Auditing large language models for race & gender disparities: Implications for artificial intelligence–based hiring

Johann D. Gaebler, Sharad Goel, Aziz Huq, and Prasanna Tambe

Behavioral Science & Policy, 2025.

DOI: 10.1177/23794607251320229.

Abstract

Rapid advances in artificial intelligence (AI), including large language models (LLMs) with abilities that rival those of human experts on a wide array of tasks, are reshaping how people make important decisions. At the same time, critics worry that LLMs may inadvertently discriminate against some groups. To address these concerns, recent regulations call for auditing the LLMs used in important decisions such as hiring. But neither current regulations nor the scientific literature offers clear guidance on how to conduct these audits.

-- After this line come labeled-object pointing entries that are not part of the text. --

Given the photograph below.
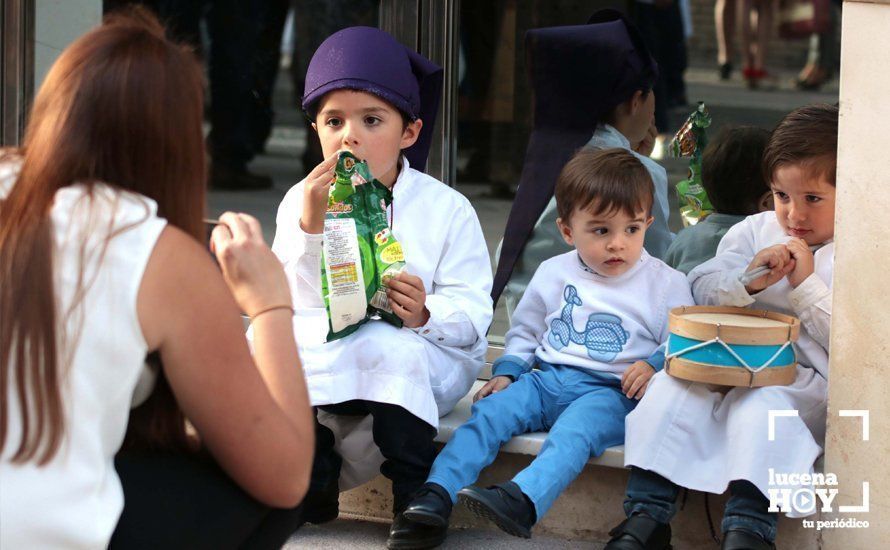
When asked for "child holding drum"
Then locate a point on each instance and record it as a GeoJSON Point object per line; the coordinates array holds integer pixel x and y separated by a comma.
{"type": "Point", "coordinates": [584, 343]}
{"type": "Point", "coordinates": [688, 434]}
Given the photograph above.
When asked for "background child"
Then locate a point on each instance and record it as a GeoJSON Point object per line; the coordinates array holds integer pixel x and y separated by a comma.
{"type": "Point", "coordinates": [732, 175]}
{"type": "Point", "coordinates": [609, 104]}
{"type": "Point", "coordinates": [590, 325]}
{"type": "Point", "coordinates": [368, 94]}
{"type": "Point", "coordinates": [686, 434]}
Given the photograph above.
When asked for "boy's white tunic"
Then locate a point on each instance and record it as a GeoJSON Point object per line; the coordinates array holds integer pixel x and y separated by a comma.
{"type": "Point", "coordinates": [426, 370]}
{"type": "Point", "coordinates": [703, 439]}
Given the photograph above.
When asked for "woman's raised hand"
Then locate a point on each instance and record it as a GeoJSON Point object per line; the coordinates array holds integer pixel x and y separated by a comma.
{"type": "Point", "coordinates": [253, 273]}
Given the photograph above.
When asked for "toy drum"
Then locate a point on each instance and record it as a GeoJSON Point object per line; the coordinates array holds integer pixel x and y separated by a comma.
{"type": "Point", "coordinates": [731, 346]}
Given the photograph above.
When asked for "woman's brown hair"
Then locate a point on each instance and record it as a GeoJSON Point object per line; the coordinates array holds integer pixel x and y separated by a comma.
{"type": "Point", "coordinates": [122, 106]}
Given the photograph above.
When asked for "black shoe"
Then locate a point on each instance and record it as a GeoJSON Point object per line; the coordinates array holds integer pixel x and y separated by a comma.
{"type": "Point", "coordinates": [411, 535]}
{"type": "Point", "coordinates": [225, 178]}
{"type": "Point", "coordinates": [430, 506]}
{"type": "Point", "coordinates": [322, 506]}
{"type": "Point", "coordinates": [505, 504]}
{"type": "Point", "coordinates": [640, 532]}
{"type": "Point", "coordinates": [739, 539]}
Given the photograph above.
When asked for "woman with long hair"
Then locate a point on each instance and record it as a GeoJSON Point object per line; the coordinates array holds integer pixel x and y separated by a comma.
{"type": "Point", "coordinates": [101, 267]}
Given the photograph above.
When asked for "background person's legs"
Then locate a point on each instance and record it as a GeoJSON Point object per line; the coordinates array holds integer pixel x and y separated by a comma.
{"type": "Point", "coordinates": [724, 22]}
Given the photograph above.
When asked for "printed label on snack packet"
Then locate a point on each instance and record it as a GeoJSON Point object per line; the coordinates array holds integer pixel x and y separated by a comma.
{"type": "Point", "coordinates": [345, 280]}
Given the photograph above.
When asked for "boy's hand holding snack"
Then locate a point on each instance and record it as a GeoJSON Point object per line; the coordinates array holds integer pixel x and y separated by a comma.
{"type": "Point", "coordinates": [315, 195]}
{"type": "Point", "coordinates": [804, 262]}
{"type": "Point", "coordinates": [635, 379]}
{"type": "Point", "coordinates": [408, 299]}
{"type": "Point", "coordinates": [494, 385]}
{"type": "Point", "coordinates": [780, 261]}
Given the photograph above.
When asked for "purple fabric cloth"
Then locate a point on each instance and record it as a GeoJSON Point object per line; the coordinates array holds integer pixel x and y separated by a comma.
{"type": "Point", "coordinates": [578, 74]}
{"type": "Point", "coordinates": [370, 60]}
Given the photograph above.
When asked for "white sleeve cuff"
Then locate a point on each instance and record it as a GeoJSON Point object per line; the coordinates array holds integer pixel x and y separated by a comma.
{"type": "Point", "coordinates": [808, 293]}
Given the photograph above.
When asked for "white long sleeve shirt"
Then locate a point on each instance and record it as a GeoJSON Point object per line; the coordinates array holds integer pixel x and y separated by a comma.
{"type": "Point", "coordinates": [425, 370]}
{"type": "Point", "coordinates": [717, 282]}
{"type": "Point", "coordinates": [571, 315]}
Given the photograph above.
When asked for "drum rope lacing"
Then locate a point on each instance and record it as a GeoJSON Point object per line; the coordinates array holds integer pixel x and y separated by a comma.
{"type": "Point", "coordinates": [718, 340]}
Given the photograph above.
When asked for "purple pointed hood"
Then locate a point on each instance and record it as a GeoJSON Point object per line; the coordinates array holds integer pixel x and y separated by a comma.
{"type": "Point", "coordinates": [370, 60]}
{"type": "Point", "coordinates": [578, 74]}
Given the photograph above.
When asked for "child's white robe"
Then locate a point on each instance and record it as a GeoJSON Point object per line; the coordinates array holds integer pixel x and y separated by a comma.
{"type": "Point", "coordinates": [427, 370]}
{"type": "Point", "coordinates": [702, 439]}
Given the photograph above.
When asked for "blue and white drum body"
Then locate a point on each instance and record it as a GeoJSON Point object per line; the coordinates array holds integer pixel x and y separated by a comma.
{"type": "Point", "coordinates": [732, 346]}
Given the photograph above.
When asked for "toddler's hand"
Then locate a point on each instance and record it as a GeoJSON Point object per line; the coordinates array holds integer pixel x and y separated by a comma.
{"type": "Point", "coordinates": [804, 263]}
{"type": "Point", "coordinates": [780, 262]}
{"type": "Point", "coordinates": [494, 385]}
{"type": "Point", "coordinates": [408, 299]}
{"type": "Point", "coordinates": [315, 195]}
{"type": "Point", "coordinates": [635, 379]}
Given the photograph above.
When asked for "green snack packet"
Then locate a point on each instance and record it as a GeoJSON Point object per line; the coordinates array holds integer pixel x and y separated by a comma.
{"type": "Point", "coordinates": [690, 141]}
{"type": "Point", "coordinates": [359, 254]}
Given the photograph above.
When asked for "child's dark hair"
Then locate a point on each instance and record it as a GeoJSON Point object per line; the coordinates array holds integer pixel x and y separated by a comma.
{"type": "Point", "coordinates": [603, 181]}
{"type": "Point", "coordinates": [732, 171]}
{"type": "Point", "coordinates": [806, 137]}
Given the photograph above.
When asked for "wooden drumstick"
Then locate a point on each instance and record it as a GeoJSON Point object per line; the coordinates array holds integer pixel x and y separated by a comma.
{"type": "Point", "coordinates": [747, 277]}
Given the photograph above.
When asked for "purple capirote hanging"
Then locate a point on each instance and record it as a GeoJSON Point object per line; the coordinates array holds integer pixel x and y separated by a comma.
{"type": "Point", "coordinates": [578, 75]}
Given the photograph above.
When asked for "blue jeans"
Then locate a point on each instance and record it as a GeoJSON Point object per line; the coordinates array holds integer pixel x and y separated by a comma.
{"type": "Point", "coordinates": [656, 496]}
{"type": "Point", "coordinates": [584, 412]}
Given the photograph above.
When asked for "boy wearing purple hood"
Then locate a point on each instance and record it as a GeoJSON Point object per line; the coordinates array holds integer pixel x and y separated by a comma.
{"type": "Point", "coordinates": [369, 95]}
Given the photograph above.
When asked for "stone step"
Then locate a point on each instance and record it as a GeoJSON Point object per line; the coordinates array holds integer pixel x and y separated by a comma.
{"type": "Point", "coordinates": [351, 534]}
{"type": "Point", "coordinates": [586, 511]}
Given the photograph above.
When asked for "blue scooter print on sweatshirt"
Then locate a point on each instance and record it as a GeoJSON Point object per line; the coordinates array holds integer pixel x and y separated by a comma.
{"type": "Point", "coordinates": [603, 336]}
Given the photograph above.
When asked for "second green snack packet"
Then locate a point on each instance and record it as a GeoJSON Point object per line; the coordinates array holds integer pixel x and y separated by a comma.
{"type": "Point", "coordinates": [360, 254]}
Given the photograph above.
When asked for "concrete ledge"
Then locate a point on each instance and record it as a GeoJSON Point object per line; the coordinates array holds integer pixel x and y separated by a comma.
{"type": "Point", "coordinates": [587, 510]}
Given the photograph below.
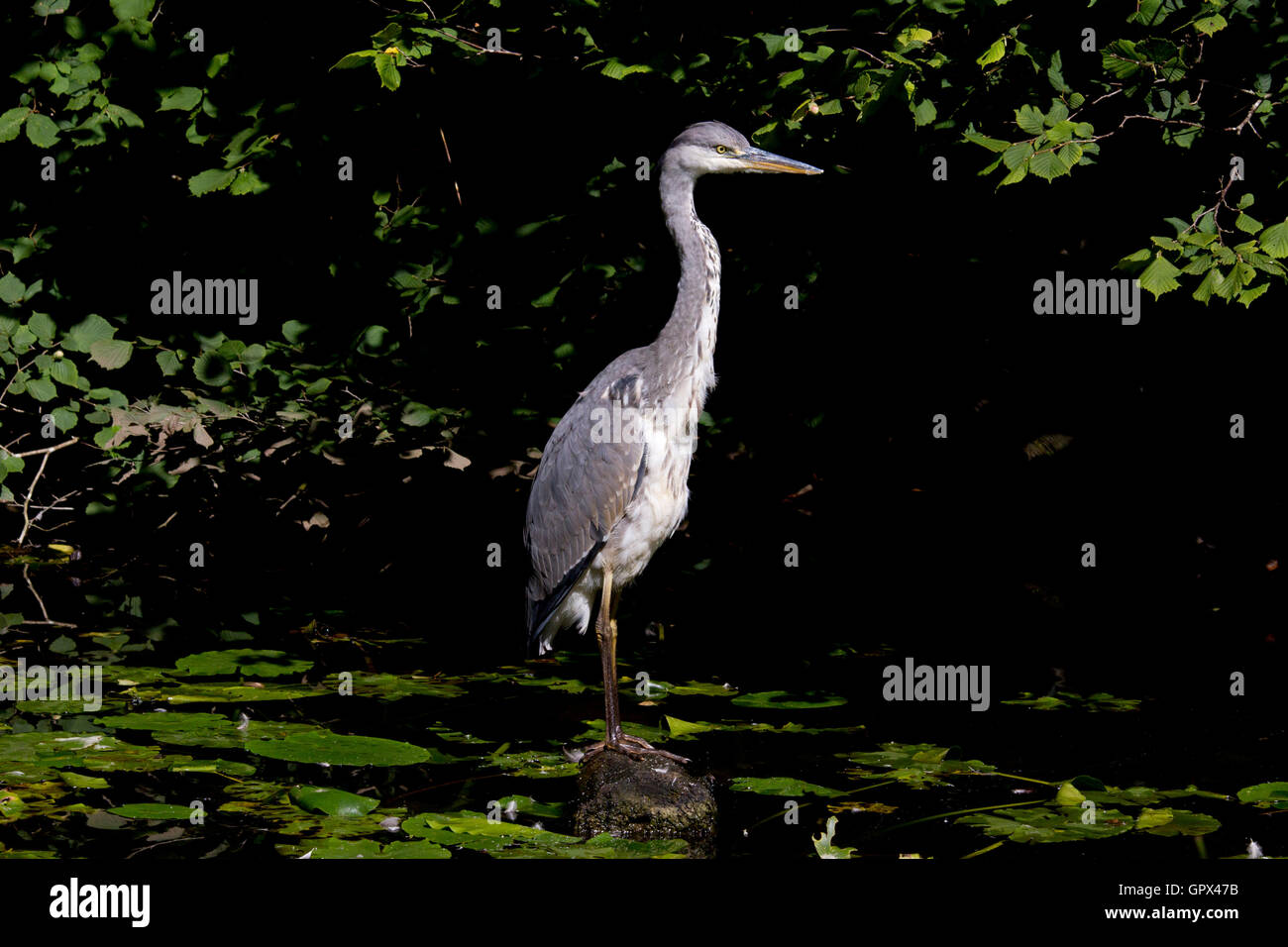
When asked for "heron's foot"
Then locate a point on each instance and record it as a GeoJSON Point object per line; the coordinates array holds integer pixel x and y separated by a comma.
{"type": "Point", "coordinates": [631, 746]}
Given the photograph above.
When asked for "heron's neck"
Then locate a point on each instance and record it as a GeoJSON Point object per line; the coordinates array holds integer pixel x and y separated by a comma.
{"type": "Point", "coordinates": [690, 337]}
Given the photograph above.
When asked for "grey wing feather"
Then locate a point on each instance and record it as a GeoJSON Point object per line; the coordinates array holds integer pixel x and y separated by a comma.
{"type": "Point", "coordinates": [583, 487]}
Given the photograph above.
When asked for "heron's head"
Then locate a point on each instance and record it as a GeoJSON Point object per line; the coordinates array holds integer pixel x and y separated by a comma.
{"type": "Point", "coordinates": [712, 147]}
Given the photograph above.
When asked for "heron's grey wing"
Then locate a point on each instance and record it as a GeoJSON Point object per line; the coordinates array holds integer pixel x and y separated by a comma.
{"type": "Point", "coordinates": [589, 474]}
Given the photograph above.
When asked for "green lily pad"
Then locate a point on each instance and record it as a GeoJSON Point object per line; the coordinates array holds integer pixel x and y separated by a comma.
{"type": "Point", "coordinates": [226, 767]}
{"type": "Point", "coordinates": [333, 801]}
{"type": "Point", "coordinates": [153, 810]}
{"type": "Point", "coordinates": [1067, 698]}
{"type": "Point", "coordinates": [1043, 825]}
{"type": "Point", "coordinates": [1172, 822]}
{"type": "Point", "coordinates": [78, 781]}
{"type": "Point", "coordinates": [785, 699]}
{"type": "Point", "coordinates": [915, 764]}
{"type": "Point", "coordinates": [365, 848]}
{"type": "Point", "coordinates": [1266, 795]}
{"type": "Point", "coordinates": [162, 722]}
{"type": "Point", "coordinates": [250, 663]}
{"type": "Point", "coordinates": [531, 806]}
{"type": "Point", "coordinates": [393, 686]}
{"type": "Point", "coordinates": [782, 787]}
{"type": "Point", "coordinates": [228, 693]}
{"type": "Point", "coordinates": [535, 764]}
{"type": "Point", "coordinates": [825, 848]}
{"type": "Point", "coordinates": [323, 746]}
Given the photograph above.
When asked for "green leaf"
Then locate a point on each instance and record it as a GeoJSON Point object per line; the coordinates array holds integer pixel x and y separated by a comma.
{"type": "Point", "coordinates": [416, 415]}
{"type": "Point", "coordinates": [1047, 165]}
{"type": "Point", "coordinates": [782, 787]}
{"type": "Point", "coordinates": [11, 121]}
{"type": "Point", "coordinates": [1245, 296]}
{"type": "Point", "coordinates": [1248, 224]}
{"type": "Point", "coordinates": [339, 750]}
{"type": "Point", "coordinates": [1159, 275]}
{"type": "Point", "coordinates": [153, 810]}
{"type": "Point", "coordinates": [184, 98]}
{"type": "Point", "coordinates": [85, 333]}
{"type": "Point", "coordinates": [42, 389]}
{"type": "Point", "coordinates": [984, 141]}
{"type": "Point", "coordinates": [1210, 25]}
{"type": "Point", "coordinates": [1029, 120]}
{"type": "Point", "coordinates": [386, 67]}
{"type": "Point", "coordinates": [214, 179]}
{"type": "Point", "coordinates": [616, 68]}
{"type": "Point", "coordinates": [1274, 240]}
{"type": "Point", "coordinates": [111, 354]}
{"type": "Point", "coordinates": [923, 112]}
{"type": "Point", "coordinates": [333, 801]}
{"type": "Point", "coordinates": [127, 11]}
{"type": "Point", "coordinates": [355, 59]}
{"type": "Point", "coordinates": [993, 53]}
{"type": "Point", "coordinates": [253, 663]}
{"type": "Point", "coordinates": [1055, 75]}
{"type": "Point", "coordinates": [168, 363]}
{"type": "Point", "coordinates": [12, 289]}
{"type": "Point", "coordinates": [42, 131]}
{"type": "Point", "coordinates": [784, 699]}
{"type": "Point", "coordinates": [119, 115]}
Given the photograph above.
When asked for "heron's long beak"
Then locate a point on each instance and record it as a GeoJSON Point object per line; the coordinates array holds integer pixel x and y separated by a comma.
{"type": "Point", "coordinates": [758, 159]}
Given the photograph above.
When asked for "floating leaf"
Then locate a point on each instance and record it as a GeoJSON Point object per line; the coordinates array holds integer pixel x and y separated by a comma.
{"type": "Point", "coordinates": [782, 787]}
{"type": "Point", "coordinates": [785, 699]}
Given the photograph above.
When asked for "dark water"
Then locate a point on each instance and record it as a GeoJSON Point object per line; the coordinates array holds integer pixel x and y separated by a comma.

In this article, we propose and investigate one approach for auditing algorithms: correspondence experiments, a widely applied tool for detecting bias in human judgments. We applied this method to a range of LLMs instructed to rate job candidates using a novel data set of job applications for K-12 teaching positions in a large American public school district. By altering the application materials to imply that candidates are members of specific demographic groups, we measured the extent to which race and gender influenced the LLMs’ ratings of the candidates’ suitability. We found moderate race and gender disparities, with the models slightly favoring women and non-White candidates. This pattern persisted across several variations in our experiment. It is unclear what might be driving these disparities, but we hypothesize that they stem from posttraining efforts, which are part of the LLM training process and intended to correct biases in these models. We conclude by discussing the limitations of correspondence experiments for auditing algorithms.